Background: Data suggest that preprocedural ultrasound may improve the efficacy of central neuraxial puncture. However, it remains uncertain whether these findings can be extended to various clinical scenarios, including diverse patient populations and the application of real-time ultrasound guidance. Additionally, it is unclear whether ultrasound-guided techniques improve safety and patient-centered outcomes.

Methods: We searched six databases for randomized trials of adult patients undergoing neuraxial puncture, comparing real-time ultrasound, preprocedural ultrasound, and landmark palpation for efficacy, safety and patient-centered outcomes. Our primary outcome was a failed first-attempt neuraxial puncture. After two-person screening and data extraction, meta-analyses were conducted and the Grading of Recommendations Assessment, Development and Evaluation approach was applied to assess the certainty of evidence.

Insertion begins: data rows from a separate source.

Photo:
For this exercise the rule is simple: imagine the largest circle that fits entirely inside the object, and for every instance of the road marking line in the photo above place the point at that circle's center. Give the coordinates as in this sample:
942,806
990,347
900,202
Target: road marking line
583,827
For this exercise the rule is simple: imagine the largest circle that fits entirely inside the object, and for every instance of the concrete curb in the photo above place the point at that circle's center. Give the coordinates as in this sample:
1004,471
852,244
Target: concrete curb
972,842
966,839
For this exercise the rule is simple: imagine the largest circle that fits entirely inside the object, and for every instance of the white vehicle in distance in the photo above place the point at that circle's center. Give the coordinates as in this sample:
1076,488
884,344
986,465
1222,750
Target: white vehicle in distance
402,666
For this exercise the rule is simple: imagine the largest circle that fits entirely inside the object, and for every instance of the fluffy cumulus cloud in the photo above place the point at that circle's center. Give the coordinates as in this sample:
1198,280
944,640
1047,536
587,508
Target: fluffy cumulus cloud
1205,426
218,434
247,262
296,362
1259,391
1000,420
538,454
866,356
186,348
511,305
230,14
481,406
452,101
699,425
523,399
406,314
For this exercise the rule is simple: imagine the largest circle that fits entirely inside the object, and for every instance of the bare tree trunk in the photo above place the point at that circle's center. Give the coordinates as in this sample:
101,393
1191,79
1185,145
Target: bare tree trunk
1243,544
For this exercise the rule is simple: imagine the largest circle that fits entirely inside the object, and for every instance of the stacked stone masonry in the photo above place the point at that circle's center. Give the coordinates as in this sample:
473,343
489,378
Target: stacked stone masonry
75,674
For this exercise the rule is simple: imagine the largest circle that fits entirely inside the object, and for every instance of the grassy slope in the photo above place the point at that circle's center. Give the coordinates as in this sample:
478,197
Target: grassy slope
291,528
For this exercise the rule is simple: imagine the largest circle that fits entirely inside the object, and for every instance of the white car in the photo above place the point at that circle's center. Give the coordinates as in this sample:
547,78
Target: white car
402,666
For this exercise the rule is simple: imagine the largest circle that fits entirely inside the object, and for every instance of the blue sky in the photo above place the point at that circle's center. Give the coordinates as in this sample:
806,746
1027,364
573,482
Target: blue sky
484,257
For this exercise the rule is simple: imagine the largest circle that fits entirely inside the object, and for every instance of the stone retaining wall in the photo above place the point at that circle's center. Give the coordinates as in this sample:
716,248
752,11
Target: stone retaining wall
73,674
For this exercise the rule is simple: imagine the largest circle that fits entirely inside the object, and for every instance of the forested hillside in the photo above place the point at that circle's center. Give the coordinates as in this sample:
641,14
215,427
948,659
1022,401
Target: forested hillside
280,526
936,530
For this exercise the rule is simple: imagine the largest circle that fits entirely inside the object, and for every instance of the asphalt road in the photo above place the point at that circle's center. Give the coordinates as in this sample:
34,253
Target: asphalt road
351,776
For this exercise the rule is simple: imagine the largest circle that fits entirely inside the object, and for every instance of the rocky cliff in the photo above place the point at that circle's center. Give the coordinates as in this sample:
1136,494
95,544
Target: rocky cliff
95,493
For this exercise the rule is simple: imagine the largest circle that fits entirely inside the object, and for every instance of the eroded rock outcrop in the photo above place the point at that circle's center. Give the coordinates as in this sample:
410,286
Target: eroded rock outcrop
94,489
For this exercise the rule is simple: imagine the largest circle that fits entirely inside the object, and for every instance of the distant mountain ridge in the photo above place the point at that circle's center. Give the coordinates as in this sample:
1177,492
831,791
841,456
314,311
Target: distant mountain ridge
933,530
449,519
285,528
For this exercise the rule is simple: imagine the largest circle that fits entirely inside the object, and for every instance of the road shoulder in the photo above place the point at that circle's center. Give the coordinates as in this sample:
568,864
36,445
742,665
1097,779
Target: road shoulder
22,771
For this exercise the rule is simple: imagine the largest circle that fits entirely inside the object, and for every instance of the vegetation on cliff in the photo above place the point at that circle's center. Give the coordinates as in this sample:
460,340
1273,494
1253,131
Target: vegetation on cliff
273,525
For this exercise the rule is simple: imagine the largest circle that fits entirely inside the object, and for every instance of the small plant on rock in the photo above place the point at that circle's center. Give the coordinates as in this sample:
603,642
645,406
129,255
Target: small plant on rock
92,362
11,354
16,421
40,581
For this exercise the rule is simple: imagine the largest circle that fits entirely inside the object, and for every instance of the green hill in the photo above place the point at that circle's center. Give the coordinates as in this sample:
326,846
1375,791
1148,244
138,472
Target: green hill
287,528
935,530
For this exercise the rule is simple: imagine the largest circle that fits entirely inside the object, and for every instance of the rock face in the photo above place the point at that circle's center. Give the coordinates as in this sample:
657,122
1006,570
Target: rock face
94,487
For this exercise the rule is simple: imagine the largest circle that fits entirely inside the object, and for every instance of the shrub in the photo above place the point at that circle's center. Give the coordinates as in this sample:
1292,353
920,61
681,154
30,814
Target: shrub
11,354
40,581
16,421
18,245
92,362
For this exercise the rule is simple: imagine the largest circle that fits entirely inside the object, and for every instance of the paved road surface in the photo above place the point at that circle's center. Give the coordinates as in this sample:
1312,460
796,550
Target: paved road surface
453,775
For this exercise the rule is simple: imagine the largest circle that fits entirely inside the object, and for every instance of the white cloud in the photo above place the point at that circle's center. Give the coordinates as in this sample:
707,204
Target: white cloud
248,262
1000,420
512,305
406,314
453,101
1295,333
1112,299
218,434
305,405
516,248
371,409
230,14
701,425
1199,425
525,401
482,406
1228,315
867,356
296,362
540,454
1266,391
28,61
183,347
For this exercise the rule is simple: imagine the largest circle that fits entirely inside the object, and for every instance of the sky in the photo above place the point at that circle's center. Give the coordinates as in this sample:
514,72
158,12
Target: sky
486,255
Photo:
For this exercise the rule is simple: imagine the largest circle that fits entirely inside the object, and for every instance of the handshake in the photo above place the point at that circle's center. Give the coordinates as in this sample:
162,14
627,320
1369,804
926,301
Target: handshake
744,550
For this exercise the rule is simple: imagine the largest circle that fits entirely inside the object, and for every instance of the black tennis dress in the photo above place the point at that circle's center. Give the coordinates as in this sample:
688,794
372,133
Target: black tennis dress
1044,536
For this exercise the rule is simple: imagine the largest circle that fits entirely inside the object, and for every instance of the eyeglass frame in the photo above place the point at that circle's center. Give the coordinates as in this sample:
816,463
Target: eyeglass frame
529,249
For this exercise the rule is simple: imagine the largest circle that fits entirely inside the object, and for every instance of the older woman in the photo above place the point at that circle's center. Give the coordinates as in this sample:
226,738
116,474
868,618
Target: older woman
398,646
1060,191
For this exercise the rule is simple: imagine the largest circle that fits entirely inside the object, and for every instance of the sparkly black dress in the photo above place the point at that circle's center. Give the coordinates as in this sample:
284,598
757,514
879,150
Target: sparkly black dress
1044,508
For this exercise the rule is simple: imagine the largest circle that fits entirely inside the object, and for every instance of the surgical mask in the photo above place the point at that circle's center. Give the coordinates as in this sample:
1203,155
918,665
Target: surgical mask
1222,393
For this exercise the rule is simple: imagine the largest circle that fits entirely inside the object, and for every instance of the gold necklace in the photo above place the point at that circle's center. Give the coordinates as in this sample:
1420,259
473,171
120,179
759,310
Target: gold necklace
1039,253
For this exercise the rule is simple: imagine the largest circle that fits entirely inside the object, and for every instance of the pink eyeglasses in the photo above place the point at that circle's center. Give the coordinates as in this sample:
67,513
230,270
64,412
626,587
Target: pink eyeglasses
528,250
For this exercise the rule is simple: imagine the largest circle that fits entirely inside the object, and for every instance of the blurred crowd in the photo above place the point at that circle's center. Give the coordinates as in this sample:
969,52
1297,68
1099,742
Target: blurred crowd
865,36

Results: Analysis of 71 studies involving 7153 patients, both real-time ultrasound (OR 0.30; 95% credible interval (CrI) 0.15 to 0.58; low certainty) and preprocedural ultrasound (OR 0.33; 95% CrI 0.24 to 0.44; moderate certainty) showed a significant reduction in the risk of a failed first neuraxial puncture. Real-time ultrasound had the best performance for preventing first-attempt failures (low certainty evidence). Although real-time ultrasound was also the leading method for reducing the risk of complete neuraxial puncture failure, the results did not show a statistically significant difference when compared with landmark palpation. Preprocedural ultrasound, however, significantly reduced the odds of complete puncture failure (OR 0.29; 95% CrI 0.11 to 0.61). These ultrasound-guided approaches also contributed to a reduction in certain complications and increased patient satisfaction without any other significant differences in additional outcomes. Trial sequential analysis confirmed that sufficient information was achieved for our primary outcome.

Conclusions: Ultrasound-guided neuraxial puncture improves efficacy, reduces puncture attempts and needle redirections, reduces complication risks, and increases patient satisfaction, with low to moderate certainty of evidence. Despite real-time ultrasound's high ranking, a clear superiority over preprocedural ultrasound is not established. These results could prompt anesthesiologists and other clinicians to reassess their neuraxial puncture techniques.

超声引导与地标引导神经穿刺的有效性和安全性:随机临床试验的系统综述、网络荟萃分析和试验序列分析。
背景:数据表明,术前超声可提高中心神经穿刺的疗效。然而,目前仍不确定这些发现是否能推广到各种临床情况,包括不同的患者群体和实时超声引导的应用。此外,目前还不清楚超声引导技术是否能提高安全性和以患者为中心的结果:我们在六个数据库中搜索了针对接受神经穿刺的成年患者的随机试验,比较了实时超声、术前超声和地标触诊的有效性、安全性和以患者为中心的结果。我们的主要结果是首次尝试神经穿刺失败。经过两人筛选和数据提取后,我们进行了荟萃分析,并采用建议分级评估、发展和评价方法来评估证据的确定性:对涉及7153名患者的71项研究进行分析后发现,实时超声(OR值为0.30;95%可信区间(CrI)为0.15至0.58;低度确定性)和术前超声(OR值为0.33;95%可信区间(CrI)为0.24至0.44;中度确定性)均能显著降低首次神经穿刺失败的风险。实时超声在预防首次穿刺失败方面表现最佳(低度确定性证据)。虽然实时超声也是降低完全神经穿刺失败风险的主要方法,但与地标触诊相比,结果并未显示出统计学上的显著差异。然而,术前超声却能显著降低完全穿刺失败的几率(OR 0.29;95% CrI 0.11 至 0.61)。这些超声引导方法还有助于减少某些并发症和提高患者满意度,但在其他结果方面没有任何显著差异。试验序列分析证实,我们的主要结果获得了足够的信息:结论:超声引导下神经穿刺提高了疗效,减少了穿刺尝试和针头重定向,降低了并发症风险,提高了患者满意度,证据的确定性为中低。尽管实时超声的排名很高,但与术前超声相比,其明显的优越性并未得到证实。这些结果可能会促使麻醉师和其他临床医生重新评估他们的神经穿刺技术。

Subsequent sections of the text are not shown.